Another excellent book on machine translation

No categories

Another excellent book on machine translation

Posted by Mats Dannewitz Linder on November 21st, 2020

Review of Jörg Porsiel (ed.): Maschinelle Übersetzung für Übersetzungsprofis. 384 pages. BDÜ Fachverlag 2020. €37. Order here (“Einkaufskorb” means “Shopping basket”).

Three years ago, the German translators’ organisation MDÜ published, via its publishing company BDÜ Fachverlag, the excellent machine translation primer “Machine Translation – What Language Professionals Need to Know” (reveiewed by myself here). Its original text was written in German; this follow-up is written in both English and German, and although its title is in German (easily translated into English: Machine Translation for Professional Translators), the fact is that about 57 percent of the text is in English! Still, some of the parts in German are of such importance that I wish they were made available to an even larger audience. (And one is written in a German which seems almost intentionally to confirm the image of German as an unusually difficult language, with long, convoluted sentences – the worst one being an entire paragraph of 9 lines, 83 words. All other contributions, however, are lucidly written.)

This is the book for everyone who wants to (a) get a comprehensive picture of the current situation in the domain of machine translation, and (b) delve deeper into some of the areas which are most important. In particular I would recommend reading the very first of the contributions, Patrick Bessler’s and Aljoscha Burchardt’s “Gute Qualität zum kleinen Preis? Wandel von Erwartungen und Prozessen im Kontext von Maschineller Übersetzung” (Good Quality at Low Cost? Changed Expectations and Processes in the Context of Machine Translation), because it gives such a complete and knowledgeable picture of the whole process, from client to translator/post-editor, stressing the need for knowledge on the part of the client and going into detail as concerns the new types of problems – in particular with the arrival of the neural MT – for both Language Service Providers (LSPs) and translators. (Examples are the new tasks which the LSPs must handle with regard to both clients and translators, the problem of assessing – in advance – the MT quality; and the new types of errors which must be handled.) Much of this – and more – is also touched upon in the foreword by the editor, Jörg Porsiel, but the in-depth coverage here, in only 12 pages, is admirable.
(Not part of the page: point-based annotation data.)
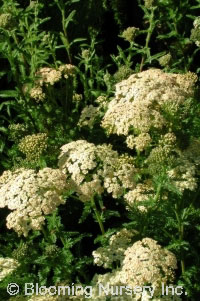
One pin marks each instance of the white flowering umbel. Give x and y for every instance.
(31, 195)
(137, 105)
(7, 266)
(183, 175)
(114, 252)
(144, 262)
(91, 169)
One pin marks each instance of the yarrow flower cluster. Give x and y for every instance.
(7, 266)
(140, 142)
(88, 116)
(33, 145)
(183, 175)
(91, 169)
(137, 106)
(114, 252)
(31, 195)
(142, 192)
(144, 261)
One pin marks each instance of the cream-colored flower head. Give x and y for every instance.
(142, 192)
(114, 252)
(91, 169)
(31, 195)
(183, 175)
(7, 266)
(140, 142)
(88, 116)
(137, 105)
(47, 75)
(33, 145)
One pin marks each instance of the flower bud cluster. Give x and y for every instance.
(33, 145)
(144, 261)
(114, 252)
(31, 195)
(91, 169)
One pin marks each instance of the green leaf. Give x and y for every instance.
(69, 18)
(8, 93)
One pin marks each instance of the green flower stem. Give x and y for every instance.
(149, 34)
(181, 235)
(98, 216)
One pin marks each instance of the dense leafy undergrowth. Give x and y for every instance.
(100, 150)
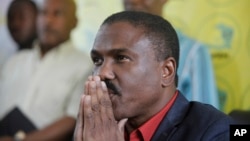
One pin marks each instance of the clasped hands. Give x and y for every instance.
(96, 121)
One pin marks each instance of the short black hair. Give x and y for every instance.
(161, 33)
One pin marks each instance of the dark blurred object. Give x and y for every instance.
(14, 122)
(242, 116)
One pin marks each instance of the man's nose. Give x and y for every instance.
(105, 71)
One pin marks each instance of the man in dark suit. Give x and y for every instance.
(132, 94)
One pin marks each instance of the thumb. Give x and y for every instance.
(121, 124)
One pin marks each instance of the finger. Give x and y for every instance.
(95, 107)
(78, 134)
(90, 78)
(106, 105)
(88, 117)
(86, 88)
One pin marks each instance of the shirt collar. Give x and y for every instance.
(147, 130)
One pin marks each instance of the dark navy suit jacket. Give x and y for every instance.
(193, 121)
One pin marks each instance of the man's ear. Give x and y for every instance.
(168, 72)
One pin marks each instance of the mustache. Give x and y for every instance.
(49, 30)
(112, 87)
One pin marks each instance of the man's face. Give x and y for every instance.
(124, 59)
(149, 6)
(55, 22)
(22, 22)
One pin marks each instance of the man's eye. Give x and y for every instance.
(122, 58)
(97, 61)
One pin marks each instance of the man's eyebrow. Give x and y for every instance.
(112, 51)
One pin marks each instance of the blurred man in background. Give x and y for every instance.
(21, 22)
(43, 85)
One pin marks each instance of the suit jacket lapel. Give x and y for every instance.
(172, 119)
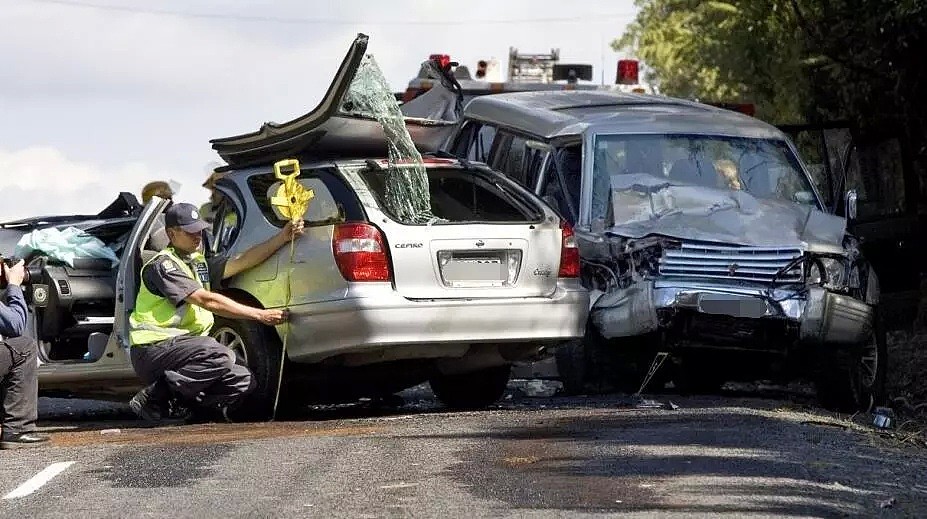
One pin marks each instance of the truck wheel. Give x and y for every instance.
(474, 390)
(852, 378)
(258, 348)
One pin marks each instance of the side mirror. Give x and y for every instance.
(850, 208)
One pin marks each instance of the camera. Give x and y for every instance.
(31, 272)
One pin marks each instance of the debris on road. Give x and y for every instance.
(883, 418)
(645, 403)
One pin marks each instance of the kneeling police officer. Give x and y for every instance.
(171, 349)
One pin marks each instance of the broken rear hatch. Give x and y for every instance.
(486, 238)
(336, 128)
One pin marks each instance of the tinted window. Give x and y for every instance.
(509, 157)
(225, 226)
(877, 175)
(563, 180)
(481, 142)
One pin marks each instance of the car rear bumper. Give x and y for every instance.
(378, 317)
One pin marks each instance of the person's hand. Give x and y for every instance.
(16, 274)
(271, 317)
(292, 230)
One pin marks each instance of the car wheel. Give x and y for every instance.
(256, 347)
(474, 390)
(852, 378)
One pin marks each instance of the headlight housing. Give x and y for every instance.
(834, 273)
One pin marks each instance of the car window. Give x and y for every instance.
(562, 182)
(323, 208)
(481, 142)
(877, 175)
(509, 157)
(764, 168)
(226, 225)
Today, as everyone knows, it’s the so-called neural variant which dominates MT. This has consequences for the handling of the MT suggestions – consequences which are discussed in many places in this book. But for the reader who is interested in the theories behind neural MT, there is a long presentation here (“Neural Machine Translation”, by Josef van Genabith) – 57 pages – with texts on information theory, mathematical expressions, and neural networks which may tax the reader’s concentration powers. However, there are also some parts of much more general interest, such as the detailed discussion of the differences between statistic and neural MT (pp. 73-74); also on human parity and research directions, where the discussion of translation for under-resourced languages is particularly important.

The future that MT brings

In particular I think van Genabith’s thoughts about the future are worth noting: “Going out on a limb, (N)MT will fundamentally change the work of human translators to (i) post-editing raw (N)MT translation outputs, (ii) certifying (post-edited or raw) translations and (iii) moving human translators much more into copy-editing and language and content quality control”. About that future there are further discussions. Donald DePalma writes about “Augmented Translation Intelligence”, where more or less “intelligent” functions will make possible a more extensive use of resources on the net (some interesting examples: “disambiguate words and phrases”, “deliver contextual information”, “suggest locale-specific content”) as well as the facilitation of the cooperation between colleagues. And his CSA colleague Arle Lommel makes (in “At human parity?”) some cutting remarks on the claims that NMT is (almost) on a par with “human” translation. He ends with some sensible suggestions as to what MT developers should concentrate on rather than pursuing the elusive target of “human parity”, namely improved quality estimation (see below), integration with speech technogies, connection with human translators, and simpler deployment.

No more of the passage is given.